When this actor receives the Ping
message, it will log that it received the message.
Unlike a standard LiftActor
, this actor will only accept messages with the marker trait
KafkaActorMessage
attached. We do this to ensure that we have enough type information to
serialize and deserialize the object. This is a useful signal to developers to be careful
about what they put in the message objects.
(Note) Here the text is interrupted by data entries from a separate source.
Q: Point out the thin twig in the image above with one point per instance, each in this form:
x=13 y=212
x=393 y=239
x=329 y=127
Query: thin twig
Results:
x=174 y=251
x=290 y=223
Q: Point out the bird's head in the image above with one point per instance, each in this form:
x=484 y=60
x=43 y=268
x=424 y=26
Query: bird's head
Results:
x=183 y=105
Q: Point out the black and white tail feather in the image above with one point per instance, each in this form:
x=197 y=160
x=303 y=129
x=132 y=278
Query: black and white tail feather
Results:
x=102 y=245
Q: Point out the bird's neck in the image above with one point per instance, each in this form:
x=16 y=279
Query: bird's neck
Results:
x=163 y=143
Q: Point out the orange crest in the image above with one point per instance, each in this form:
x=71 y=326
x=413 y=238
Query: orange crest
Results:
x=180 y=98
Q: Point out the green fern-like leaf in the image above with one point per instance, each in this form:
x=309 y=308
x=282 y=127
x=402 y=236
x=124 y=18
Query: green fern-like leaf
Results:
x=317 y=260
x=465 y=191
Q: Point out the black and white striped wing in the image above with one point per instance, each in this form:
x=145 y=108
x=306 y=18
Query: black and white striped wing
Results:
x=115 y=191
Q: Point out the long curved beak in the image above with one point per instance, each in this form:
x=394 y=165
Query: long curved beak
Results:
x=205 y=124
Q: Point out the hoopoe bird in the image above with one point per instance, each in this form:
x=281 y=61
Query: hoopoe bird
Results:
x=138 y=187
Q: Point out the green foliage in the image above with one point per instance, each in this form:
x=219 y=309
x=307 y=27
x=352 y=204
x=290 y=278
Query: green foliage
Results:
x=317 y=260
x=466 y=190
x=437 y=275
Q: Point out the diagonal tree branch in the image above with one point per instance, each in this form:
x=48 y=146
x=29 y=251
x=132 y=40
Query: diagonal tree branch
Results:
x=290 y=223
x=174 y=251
At this point, the actor will function much like a regular actor. We can send it messages from the local process the same way we always would:
ExampleConsumer ! Ping()
This will work just fine and bypass Kafka entirely. However, part of the fun of a KafkaActor
is
to use Kafka, right? To signal that the actor should connect up to Kafka, just do the following:
ExampleConsumer ! StartConsumer
This will start up the Kafka consumer thread in the background and cause the actor to start reading
from the specified Kafka topic. (There's also a StopConsumer
parallel that will cleanly shut down.)
Now how do we send messages do this actor via Kafka? We need a KafkaActorRef
. This is an
abstraction over producing messages to Kafka. Declaring one is pretty simple:
val exampleConsumerRef = new KafkaActorRef(
bootstrapServers = "localhost:9092",
kafkaTopic = "kafka-actors-example-consumer"
)
Then, we just send the message to the actor:
exampleConsumerRef ! Ping()
This instance of ping will be produced to the Kafka topic and consumed on by the KafkaActor
on
the other end.
If the actor that you would like to send a message to is actually available in the current process,
but you just want to take advantage of the Kafka-backed functionality, you can use the ref
that
comes packaged with the KafkaActor
.
ExampleConsumer.ref ! Ping()
This will route the Ping
message through a pre-build KafkaActorRef
that goes to Kafka and the
message will then be consumed by the actor during the next Kafka consumption poll.
Some things we'd like to get done on this next:
- Currently, this requires that your message be serializable with the
DefaultFormats
of lift-json. Support for custom serializers would be a huge win. - Messages are also required to have a type hint to be deserialized. This is well suited for different parts of the same Scala application that need to talk to each other, but not so well suited for messages that may originate from a totally different stack. We would eventually like to provide hooks where more specialized serialization behavior could be applied for cases where there's a multi-stack environment in play.
- Improve the test coverage.
- Support at most once processing in addition to at least once processing.
This project is governed by Lift's Contributing Guidelines. Support for a release of this Lift Module will roughly follow Lift's Support Schedule for the release of Lift that the version was built against, with some minor alterations. In summary:
- We'll continue to deliver new functionality for the current version of Lift only.
- We originally built this for Lift 3.1, and will not back-port it to older editions.
- Minor fixes will be delivered for old versions of this module if the edition of Lift it was built against is still receiving minor fixes.
- Security fixes will be delivered for old versions of this module if the edition of Lift it was built against is still receiving security fixes.
This project is licensed under the Apache 2 license.